Vecchi brani rinascono. Gli U2 rimessi a nuovo

Abbiamo ascoltato in anteprima il disco che trasforma i loro classici. The Edge: "Non ci siamo snaturati"

Vecchi brani rinascono. Gli U2 rimessi a nuovo

Chiamatele, se volete, emozioni. Ma anche esperimenti va bene. Volendo, pure boccata d'ossigeno non guasta. A cinque anni dall'uscita dell'ultimo disco, i nuovi U2 sono vecchi, nel senso che le loro canzoni contenute in Songs of surrender (in arrivo il 17), sono quelle vecchie ma sono irriconoscibili tanto sono state modificate, ricantate, spesso scarnificate. In sostanza è un esperimento mai provato prima in modo così colossale. La più grande rock band del mondo (i Rolling Stones sono fuori gara) pubblica quaranta brani del proprio repertorio, non a caso da One a 40, e l'effetto è decisamente straniante.

Come ha detto The Edge, che ha avuto l'idea e ha prodotto insieme con Bob Ezrin e altri, lo stile e lo spirito degli U2 non cambiano perché «le canzoni hanno un'identità talmente forte che pur essendo reinterpretate in modo diverso non vengono snaturate».

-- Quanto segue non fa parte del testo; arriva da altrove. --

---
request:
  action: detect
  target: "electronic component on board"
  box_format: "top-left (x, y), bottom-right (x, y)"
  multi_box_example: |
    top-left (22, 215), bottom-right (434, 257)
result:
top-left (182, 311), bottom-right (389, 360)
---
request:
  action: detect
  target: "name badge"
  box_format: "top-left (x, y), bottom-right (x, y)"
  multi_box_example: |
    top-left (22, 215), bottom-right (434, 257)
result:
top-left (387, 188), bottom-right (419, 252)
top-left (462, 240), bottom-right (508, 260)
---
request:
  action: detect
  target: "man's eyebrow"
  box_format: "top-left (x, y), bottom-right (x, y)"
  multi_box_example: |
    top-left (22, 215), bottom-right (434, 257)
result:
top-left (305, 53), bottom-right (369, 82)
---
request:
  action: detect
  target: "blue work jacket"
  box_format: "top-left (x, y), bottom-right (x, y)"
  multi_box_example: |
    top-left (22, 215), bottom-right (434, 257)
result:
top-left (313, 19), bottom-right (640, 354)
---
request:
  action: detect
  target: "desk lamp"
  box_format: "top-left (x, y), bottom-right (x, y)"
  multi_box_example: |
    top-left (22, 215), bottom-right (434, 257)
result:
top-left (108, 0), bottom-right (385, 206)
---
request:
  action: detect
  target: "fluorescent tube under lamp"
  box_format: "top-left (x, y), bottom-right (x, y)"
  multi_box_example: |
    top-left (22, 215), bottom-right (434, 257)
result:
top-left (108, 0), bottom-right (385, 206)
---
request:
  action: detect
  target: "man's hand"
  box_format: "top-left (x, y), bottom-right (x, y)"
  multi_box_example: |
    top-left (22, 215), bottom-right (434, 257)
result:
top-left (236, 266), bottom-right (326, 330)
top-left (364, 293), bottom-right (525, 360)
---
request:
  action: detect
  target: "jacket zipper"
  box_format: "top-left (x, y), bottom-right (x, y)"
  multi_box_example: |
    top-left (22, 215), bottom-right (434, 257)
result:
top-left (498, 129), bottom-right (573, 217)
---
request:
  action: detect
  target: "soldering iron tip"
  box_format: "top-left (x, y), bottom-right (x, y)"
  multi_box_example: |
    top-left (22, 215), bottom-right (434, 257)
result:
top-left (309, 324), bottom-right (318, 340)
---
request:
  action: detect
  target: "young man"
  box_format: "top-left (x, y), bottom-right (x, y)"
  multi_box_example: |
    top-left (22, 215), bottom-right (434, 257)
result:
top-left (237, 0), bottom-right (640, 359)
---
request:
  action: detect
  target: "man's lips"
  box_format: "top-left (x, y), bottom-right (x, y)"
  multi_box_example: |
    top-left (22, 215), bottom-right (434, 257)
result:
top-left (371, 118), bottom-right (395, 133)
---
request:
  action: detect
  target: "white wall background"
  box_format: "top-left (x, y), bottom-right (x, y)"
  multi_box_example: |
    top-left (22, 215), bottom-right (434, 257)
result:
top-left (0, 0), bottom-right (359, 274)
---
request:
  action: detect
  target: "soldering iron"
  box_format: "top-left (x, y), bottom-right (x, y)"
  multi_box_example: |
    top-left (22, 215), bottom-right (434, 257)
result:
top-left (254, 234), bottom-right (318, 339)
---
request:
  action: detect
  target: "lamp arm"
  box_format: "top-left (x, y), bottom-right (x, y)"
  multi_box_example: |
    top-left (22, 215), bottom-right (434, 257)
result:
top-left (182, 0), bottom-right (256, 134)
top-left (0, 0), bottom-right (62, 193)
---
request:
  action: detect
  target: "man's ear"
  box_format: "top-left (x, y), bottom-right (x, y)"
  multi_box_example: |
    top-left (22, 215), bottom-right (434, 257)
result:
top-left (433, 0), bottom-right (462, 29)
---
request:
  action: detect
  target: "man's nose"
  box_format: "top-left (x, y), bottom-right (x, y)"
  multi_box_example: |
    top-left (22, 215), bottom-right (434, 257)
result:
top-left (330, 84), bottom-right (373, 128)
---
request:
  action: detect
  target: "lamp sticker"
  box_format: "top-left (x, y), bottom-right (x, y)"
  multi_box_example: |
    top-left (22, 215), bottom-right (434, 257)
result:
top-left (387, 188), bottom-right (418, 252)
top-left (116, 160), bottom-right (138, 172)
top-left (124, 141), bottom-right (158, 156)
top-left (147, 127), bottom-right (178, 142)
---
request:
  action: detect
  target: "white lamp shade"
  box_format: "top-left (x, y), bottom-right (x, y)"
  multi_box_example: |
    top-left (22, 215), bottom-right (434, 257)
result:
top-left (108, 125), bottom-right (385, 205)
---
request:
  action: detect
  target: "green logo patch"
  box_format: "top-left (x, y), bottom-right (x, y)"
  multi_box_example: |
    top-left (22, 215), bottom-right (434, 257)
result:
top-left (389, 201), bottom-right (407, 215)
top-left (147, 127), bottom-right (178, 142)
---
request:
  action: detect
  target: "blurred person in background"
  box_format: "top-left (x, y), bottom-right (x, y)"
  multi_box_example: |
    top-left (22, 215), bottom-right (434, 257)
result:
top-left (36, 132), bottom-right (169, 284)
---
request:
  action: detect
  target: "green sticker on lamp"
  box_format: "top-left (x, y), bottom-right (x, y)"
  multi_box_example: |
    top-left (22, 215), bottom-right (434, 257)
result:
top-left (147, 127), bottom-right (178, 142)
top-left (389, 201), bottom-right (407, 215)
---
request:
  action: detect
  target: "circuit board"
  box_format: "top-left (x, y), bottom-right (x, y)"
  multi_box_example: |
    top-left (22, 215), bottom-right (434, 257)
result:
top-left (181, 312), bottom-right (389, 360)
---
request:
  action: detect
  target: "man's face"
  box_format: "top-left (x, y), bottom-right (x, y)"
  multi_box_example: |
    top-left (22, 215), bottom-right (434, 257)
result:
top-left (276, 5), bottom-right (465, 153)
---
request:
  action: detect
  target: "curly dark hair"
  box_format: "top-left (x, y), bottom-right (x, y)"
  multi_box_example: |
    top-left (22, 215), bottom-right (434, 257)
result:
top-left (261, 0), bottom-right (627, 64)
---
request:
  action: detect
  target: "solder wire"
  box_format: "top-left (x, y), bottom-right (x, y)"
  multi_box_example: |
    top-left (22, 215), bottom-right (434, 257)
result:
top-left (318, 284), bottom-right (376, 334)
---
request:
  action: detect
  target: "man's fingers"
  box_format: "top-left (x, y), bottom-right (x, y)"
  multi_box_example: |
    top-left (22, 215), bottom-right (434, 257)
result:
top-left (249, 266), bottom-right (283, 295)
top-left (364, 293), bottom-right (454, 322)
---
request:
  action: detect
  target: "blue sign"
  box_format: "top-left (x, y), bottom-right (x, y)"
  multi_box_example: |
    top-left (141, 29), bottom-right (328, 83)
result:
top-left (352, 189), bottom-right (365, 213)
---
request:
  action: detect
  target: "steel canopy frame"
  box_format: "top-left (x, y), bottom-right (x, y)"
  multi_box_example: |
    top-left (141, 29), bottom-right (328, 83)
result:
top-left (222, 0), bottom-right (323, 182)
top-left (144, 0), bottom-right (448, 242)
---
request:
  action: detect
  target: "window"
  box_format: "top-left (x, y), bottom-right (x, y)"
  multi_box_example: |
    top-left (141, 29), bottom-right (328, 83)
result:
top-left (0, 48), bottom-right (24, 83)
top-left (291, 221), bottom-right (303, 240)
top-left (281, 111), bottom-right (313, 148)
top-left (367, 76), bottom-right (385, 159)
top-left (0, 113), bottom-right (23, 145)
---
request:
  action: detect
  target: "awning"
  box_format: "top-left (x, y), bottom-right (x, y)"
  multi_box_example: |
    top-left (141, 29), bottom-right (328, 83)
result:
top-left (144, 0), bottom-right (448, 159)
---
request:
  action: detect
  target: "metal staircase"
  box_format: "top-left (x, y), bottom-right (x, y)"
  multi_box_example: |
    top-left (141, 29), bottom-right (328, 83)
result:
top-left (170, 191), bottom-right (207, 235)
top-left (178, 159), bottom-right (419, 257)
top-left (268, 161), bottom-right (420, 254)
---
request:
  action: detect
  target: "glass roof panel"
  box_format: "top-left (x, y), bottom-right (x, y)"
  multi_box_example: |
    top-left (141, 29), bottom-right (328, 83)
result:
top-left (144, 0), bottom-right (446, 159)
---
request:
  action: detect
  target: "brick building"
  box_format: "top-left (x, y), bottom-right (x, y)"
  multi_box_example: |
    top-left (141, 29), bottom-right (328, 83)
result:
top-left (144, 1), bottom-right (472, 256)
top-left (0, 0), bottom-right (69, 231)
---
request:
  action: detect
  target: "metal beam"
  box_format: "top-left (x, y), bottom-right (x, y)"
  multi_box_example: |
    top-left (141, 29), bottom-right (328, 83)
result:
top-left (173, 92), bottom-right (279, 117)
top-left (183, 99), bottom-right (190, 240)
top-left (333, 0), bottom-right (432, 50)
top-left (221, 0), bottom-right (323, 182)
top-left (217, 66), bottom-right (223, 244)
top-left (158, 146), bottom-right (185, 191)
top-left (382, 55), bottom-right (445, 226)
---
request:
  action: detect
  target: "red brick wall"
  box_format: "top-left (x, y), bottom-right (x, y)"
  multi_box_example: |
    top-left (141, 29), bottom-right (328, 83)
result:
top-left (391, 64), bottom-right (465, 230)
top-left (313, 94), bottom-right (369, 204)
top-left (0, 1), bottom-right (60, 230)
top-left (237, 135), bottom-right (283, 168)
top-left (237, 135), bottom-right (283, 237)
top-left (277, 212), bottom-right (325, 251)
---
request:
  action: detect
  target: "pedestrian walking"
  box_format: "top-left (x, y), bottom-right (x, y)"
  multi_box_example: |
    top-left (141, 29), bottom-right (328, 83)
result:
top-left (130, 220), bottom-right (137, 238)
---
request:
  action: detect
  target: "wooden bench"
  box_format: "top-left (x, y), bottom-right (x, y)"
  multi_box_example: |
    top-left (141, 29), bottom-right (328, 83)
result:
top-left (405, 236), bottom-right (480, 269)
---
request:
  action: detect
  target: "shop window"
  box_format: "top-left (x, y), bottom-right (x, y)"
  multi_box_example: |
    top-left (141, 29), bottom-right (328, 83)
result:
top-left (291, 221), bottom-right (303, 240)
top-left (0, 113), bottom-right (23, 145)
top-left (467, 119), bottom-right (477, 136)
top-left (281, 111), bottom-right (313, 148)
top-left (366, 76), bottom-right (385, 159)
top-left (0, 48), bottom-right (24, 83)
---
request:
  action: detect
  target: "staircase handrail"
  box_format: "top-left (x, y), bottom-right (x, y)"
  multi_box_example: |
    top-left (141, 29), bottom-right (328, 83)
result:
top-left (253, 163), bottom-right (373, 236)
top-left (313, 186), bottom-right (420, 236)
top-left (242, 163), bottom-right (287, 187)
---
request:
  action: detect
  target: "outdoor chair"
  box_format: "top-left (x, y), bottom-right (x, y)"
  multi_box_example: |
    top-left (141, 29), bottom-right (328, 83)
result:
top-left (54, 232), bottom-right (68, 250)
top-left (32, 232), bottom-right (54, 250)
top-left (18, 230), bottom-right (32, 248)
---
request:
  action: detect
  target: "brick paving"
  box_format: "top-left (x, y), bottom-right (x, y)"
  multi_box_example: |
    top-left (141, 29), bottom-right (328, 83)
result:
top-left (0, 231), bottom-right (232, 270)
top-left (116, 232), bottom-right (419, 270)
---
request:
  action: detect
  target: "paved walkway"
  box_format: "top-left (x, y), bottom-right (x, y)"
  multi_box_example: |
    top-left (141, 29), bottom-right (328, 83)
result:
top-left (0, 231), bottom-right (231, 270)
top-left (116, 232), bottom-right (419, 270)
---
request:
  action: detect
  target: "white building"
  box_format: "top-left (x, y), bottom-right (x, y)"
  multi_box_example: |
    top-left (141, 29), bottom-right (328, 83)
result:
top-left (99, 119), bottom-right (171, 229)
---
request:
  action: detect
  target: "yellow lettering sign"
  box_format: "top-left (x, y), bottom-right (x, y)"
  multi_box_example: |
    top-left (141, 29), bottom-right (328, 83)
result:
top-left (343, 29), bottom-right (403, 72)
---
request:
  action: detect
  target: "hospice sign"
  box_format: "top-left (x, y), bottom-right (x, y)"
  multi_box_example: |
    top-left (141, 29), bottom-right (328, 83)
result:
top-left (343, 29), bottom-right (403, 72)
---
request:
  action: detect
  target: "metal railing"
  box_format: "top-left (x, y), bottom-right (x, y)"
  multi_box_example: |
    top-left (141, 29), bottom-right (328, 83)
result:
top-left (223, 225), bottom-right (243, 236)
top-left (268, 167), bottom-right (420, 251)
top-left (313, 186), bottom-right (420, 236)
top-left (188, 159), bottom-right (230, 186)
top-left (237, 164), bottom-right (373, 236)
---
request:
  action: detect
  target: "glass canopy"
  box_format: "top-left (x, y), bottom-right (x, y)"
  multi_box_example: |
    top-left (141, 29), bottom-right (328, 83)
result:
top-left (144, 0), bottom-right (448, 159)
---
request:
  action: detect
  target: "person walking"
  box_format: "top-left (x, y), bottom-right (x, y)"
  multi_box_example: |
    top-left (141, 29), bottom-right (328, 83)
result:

Non si modificano neanche se, come in Stories for boys, la voce è di The Edge, o se in I will follow il testo è stato cambiato rispetto a quello che, ad esempio in Live at Red Rocks del 1983, ha contribuito alla creazione della leggenda U2.

Insomma, l'effetto è straniante, e nell'epoca della prevedibilità musicale, diventa già un gran risultato. Ed è anche la prima volta che la band si frammenta per affidarsi all'individualità. Dopo quasi mezzo secolo di unità monolitica (si sono formati nel 1976), gli U2 presentano le loro quattro facce diverse. Songs of surrender esce in tante versioni diverse ma in tutte si compone di 4 facciate, ciascuna delle quali è intitolata a un componente. Tutti sullo stesso piano: Bono ha dieci canzoni (bella Miracle drug), The Edge idem (11 O'Clock Tick Tock è un ceffone alla memoria) e così per Adam Clayton e Larry Mullen jr. Anche i Kiss lo avevano fatto, ma erano canzoni inedite e non una reinvenzione.

Qui gli U2 sono reloaded. One è tutt'altro. Pride (in the name of love) la riconosci solo quando Bono inizia «One man come in the name of love».... E Sunday bloody sunday non ha quella batteria secca e quella chitarra affilata che hanno acceso gli stadi per decenni: ha un arpeggio dolce e Bono quasi sussurra il testo come se la forza delle parole bastasse già a criticare quella sanguinosa domenica a Derry nel 1972.

Per capirci, Songs of surrender non è il solito greatest hits riveduto e corretto tanto per riempire un vuoto di mercato. È un disco complicato, specialmente per i fan della prima ora che si ritrovano i «loro» capolavori pressoché sfigurati. Persino With or without you ha altri connotati, anche The fly perde ogni cromosoma inquietante. È il nuovo volto della band che si scopre anche in Bono & The Edge: a sort of homecoming, il documentario in uscita su Disney+. In poche parole i sessantenni U2 parlano ai ventenni U2 che hanno scritto i brani più forti e ruvidi del loro repertorio. Songs of surrender è un dialogo generazionale proprio nel momento in cui le generazioni musicali si parlano, si mescolano, si confrontano in quella che è la fase più statica della musica leggera da tanti anni. Le canzoni nate per essere suonate negli stadi, quando il rock non ci era ancora entrato, ora diventano brani come la nuova If God send his angels (da Pop del 1997), che ha un pianoforte in primo piano e sarebbe perfetta per l'atmosfera di un piccolo club.

In fondo questo nuovo esperimento degli U2 potrebbe non restare isolato e ispirare altri artisti che vogliono far rinascere il proprio repertorio per non condannarsi alla nostalgia. Come ha detto The Edge, che è finora l'unico a essersi esposto dopo il tour di Bono con il volume Surrender, a questo giro «l'intimità ha preso il posto dell'urgenza del post-punk. È venuto fuori che una grande canzone è qualcosa di indistruttibile». Eggià.

Gli U2 lo confermeranno in quella che è la loro prima residency, anticipata anche da uno spot milionario durante il Superbowl. In autunno inaugureranno l'Msg Sphere a Las Vegas «la venue più all'avanguardia al mondo» dentro l'hotel Venetian e incentreranno lo show sull'album Achtung Baby.

Per una band abituata agli stadi è un cambiamento non da poco, magari può sembrare pure un declassamento. Ma è anche un segno di vitalità in mezzo a rockstar che vivono di rendita e riempiono gli stadi per abitudine e non per novità.